Tampoco hay que ver genialidad maquiavélica donde no la hay. Porque Zapatero, Patxi López, y ese personaje de novela negra en que parece haberse convertido Eguiguren, no viven en el delirio de la conspiración ni son dobles del traidor conde don Julián. Lo que, por el contrario, sí que revelan sus actos y declaraciones es un relativismo que traga, como democráticos, proyectos fundados en la prevalencia política de una comunidad particular (por sangre, por lengua...) sobre la comunidad general de la ciudadanía. Lo suyo, en fin, es un relativismo marxista, pero no por Karl sino por Groucho Marx. Como en aquel gag en que Groucho se presentaba ante un grupo de hombres poderosos, diciéndoles, «Estos son mis principios, y si no les gustan tengo otros», Zapatero y Patxi López han inventado, en poco más de un año, nada menos que el modo de reunirse y no reunirse con representantes de ETA; de hablar en una mesa a puerta cerrada con la ilegal Batasuna y de no hablar; de dar a entender que Otegi y compañía son unos fanáticos que justifican el asesinato y de que no lo son; de decir que la meta a conseguir es el disfrute sin coacciones ni amenazas de las garantías constitucionales vigentes en nuestro Estado de Derecho y de sugerir, al mismo tiempo, que para acabar con el terrorismo hay que inventar algo distinto a la violencia pero también distinto a la legalidad constitucional; de que el Ministerio fiscal dicta sus disposiciones en función de una próxima negociación y de que no es así; y, en fin, que se intentará todo lo legalmente posible porque los presos etarras cumplan sus condenas y queno se intentará.

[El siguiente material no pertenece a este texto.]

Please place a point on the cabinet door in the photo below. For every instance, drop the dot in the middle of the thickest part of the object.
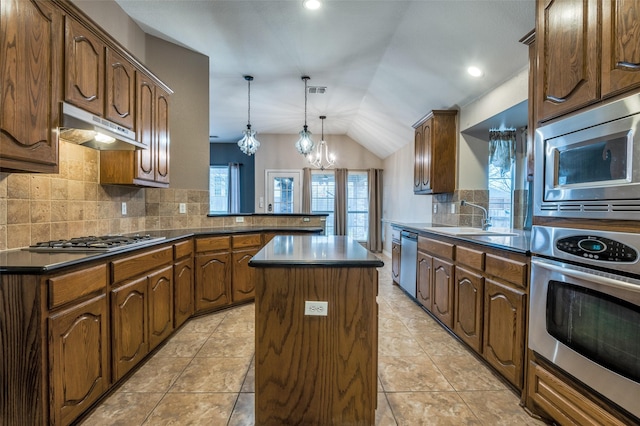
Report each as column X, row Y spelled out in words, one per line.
column 442, row 301
column 468, row 308
column 395, row 262
column 620, row 53
column 568, row 59
column 417, row 161
column 120, row 90
column 84, row 73
column 160, row 305
column 78, row 359
column 31, row 40
column 213, row 281
column 183, row 291
column 161, row 136
column 243, row 276
column 130, row 341
column 504, row 316
column 424, row 279
column 145, row 93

«Todo lo que hemos hecho y hacemos es para avanzar hacia la paz», explicó Patxi López después de reunirse y no reunirse con Batasuna. Como si la voz ¿paz! ¿paz! no fuera ya una quemadura para muchas víctimas que aún se preguntan qué guerra es esa en la que los asesinados y los perseguidos y los exiliados pertenecen a uno sólo de los supuestos bandos. Como si, además, la paz no fuera una noción oscura. Cualquiera que haya viajado por la historia sabe que la hay de varias clases. La que se pactó en Múnich con Hitler, la que reinó después de Yalta y Postdam en Europa del Este, y aquella otra, tan cara a Besteiro, que se opone a la justicia y de la que hoy se escribe con tanta ira retrospectiva.

Lástima que en estos moments se hable mucho de paz y tan poco de libertad. Lástima que ocurra así, porque hablar de libertad en el País Vasco monopolizado por el nacionalismo no es ni una pedantería ni una retórica, porque muchos sentimos una gran nostalgia de ella, porque, además, no es la paz lo que refuerza la libertad, como algunos se empeñan en decir, sino la libertad la que da a la paz su certeza, y su justicia. ... Tampoco hay que ver genialidad maquiavélica donde no hay. Porque Zapatero, Patxi López, y ese personaje de novela negra en que parece haberse convertido Eguiguren, no viven en el delirio de la conspiración ni son dobles del traidor conde don Julián...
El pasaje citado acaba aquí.